A Guide to Mindfulness


R U OK?


The Dedication:

This little story all started a couple of weeks ago when in the garage of my own home. I decided I needed a spray tan for my sister’s wedding coming up and reached out to someone I knew on Instagram to see if she could come out and beautify me. Fast-forward 48 hours and there I stood naked, stiff nipped and nervous that the neighbours might accidentally peer through their bathroom window and catch a sight no one wants to see. Now you’re probably all looking at your screens sideways a little puzzled at where this is going but I promise you this has meaning. You see the woman who was tanning me was someone I had been admiring on social media for a little while now. She is an individual who, this year, is in the process of sharing to the world of social media what she is going through and how she is managing. She speaks of trauma, anxiety, autism, alcoholism and her journey through it all. I was and continuously am in awe of her bravery.  She has demonstrated such a strength in her ability to expose her battles, her vulnerabilities, her weaknesses, her fears, for the world to engage in.   

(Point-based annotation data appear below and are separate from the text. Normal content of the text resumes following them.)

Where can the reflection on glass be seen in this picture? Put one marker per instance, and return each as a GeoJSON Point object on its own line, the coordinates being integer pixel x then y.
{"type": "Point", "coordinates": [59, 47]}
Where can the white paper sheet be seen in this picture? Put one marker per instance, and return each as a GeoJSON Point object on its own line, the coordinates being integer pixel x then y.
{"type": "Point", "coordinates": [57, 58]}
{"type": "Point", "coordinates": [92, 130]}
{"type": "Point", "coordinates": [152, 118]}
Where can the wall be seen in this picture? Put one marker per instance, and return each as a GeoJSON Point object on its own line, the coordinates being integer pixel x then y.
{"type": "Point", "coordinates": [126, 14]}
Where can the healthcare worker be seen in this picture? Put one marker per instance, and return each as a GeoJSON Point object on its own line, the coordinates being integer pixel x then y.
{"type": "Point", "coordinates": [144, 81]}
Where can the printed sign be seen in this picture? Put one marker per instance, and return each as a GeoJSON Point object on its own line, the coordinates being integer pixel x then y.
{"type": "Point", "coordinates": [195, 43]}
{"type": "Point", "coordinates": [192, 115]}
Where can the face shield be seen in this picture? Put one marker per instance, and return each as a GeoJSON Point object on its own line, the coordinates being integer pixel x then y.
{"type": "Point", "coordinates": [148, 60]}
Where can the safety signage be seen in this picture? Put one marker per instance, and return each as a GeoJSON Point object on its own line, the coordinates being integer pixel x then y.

So there I was, in nothing but a paper shower cap, butt naked and everything out on show. I don’t know if it was the fact that I was completely vulnerable myself in the state I was in or if I was high off the tanning fumes but I sparked up the ‘conversation’. You know those tricky ones that we usually avoid. I told her how much I loved what she was doing and asked her question after question about her journey. Without hesitation, she spoke to me, me, someone she didn’t know all that well. With a power I cannot explain. So today’s post is dedicated to her and her and courage. You know who you are.
Are You Okay?
We are funny as human beings. We need connection with others, it is the way we are wired, without it we do become angry and bitter, we hurt, and yet when we need it the most we hide behind our fake and broken smiles and pretend that we are fine. We have this warped perception that in life you have to be brave and strong and that vulnerability means we are weak and weakness is not good. Success is measured by your job and how much money you earn or by your followers on Instagram. We forget that it is ok not to feel ok and we withdraw from sharing with those around us when we need them the most. When those not so great emotions overwhelm us we supress them because well, we struggle to show that we may need help.
I was in one of those places not that long ago. That place where bed was comfort and people were too difficult to be around. I was exhausted with life and withdrew from the people I loved the most. I hid behind the smiles and fake laughs, I told people I was fine and made up lies when people checked in on me.
{FINE, We all know what it really means- Fucked up, Insecure, Needy and Emotional}
Even my beautiful friends, the group of ladies in my life that I’ve always been able to talk were hidden from I was going through. At the time I didn’t really know why this was happening to me. It was a shock to me because I was always that person that was positive and happy and saw a glass half full. I knew how to fix my day through meditation, fresh air and time sent with loved ones but all those things just weren’t cutting it.  Reflecting on it now I believe it was a culmination of things that I kept to myself and supressed and pretended weren’t happening. It wasn’t a black cloud like they describe but there was definitely a grey one lingering around. It wasn’t until one day, whilst at work one of my closest colleagues asked the question, “Are you okay?” This was when the flood gates opened and for days and days I cried and talked, yelled a little, cried some more and talked…and talked… and talked. The grey cloud was  still there to an extent because, hey they don’t just disappear without some kind of resolution, but the heaviness was lifted and I was able to think rationally and start to be proactive about the next few steps I needed to take.
Which leads me to today. R U OK day. I thought this day would be the perfect opportunity for me to post about how important it is to speak up and check in on people around you. The simple question that when asked can change a person’s life. As I wrote earlier we tend to hide our grey cloud from everyone, embarrassed and afraid of what it might bring when we open up. Funnily enough though we also feel that it is our duty that when someone does open up we have do everything in our power to make sure we help them in these moments of crisis. Often we go too far and our actions actually deter our loved ones from sharing again. When you’re in those dark moments you don’t want the platitudes or the, ‘you need to…’ or ‘you should…’ What we need is someone to simply listen without passing judgement.
The R U OK campaign have released four great tips to help us manage conversations we are uncomfortable. They say:
  1. Ask, Are you OK?
    The simple question can shape and change our everyday conversations and help remove the awful stigma we feel in regards to vulnerability and weakness.
  2. Listen without judgement
    So much peace can be brought to a person when they just have an ear to listen and a shoulder to cry on.
  3. Encourage action
    This isn’t always seeking out professional advice or counselling but a simple walk on the beach or something of that nature.
  4. Check in
    Always follow up. You never know one simple question could save a person’s life.

So that’s my story. I hope that it reaches someone just like my dedication touched me. I hope it gives someone the strength to speak out when I ask you, R U OK?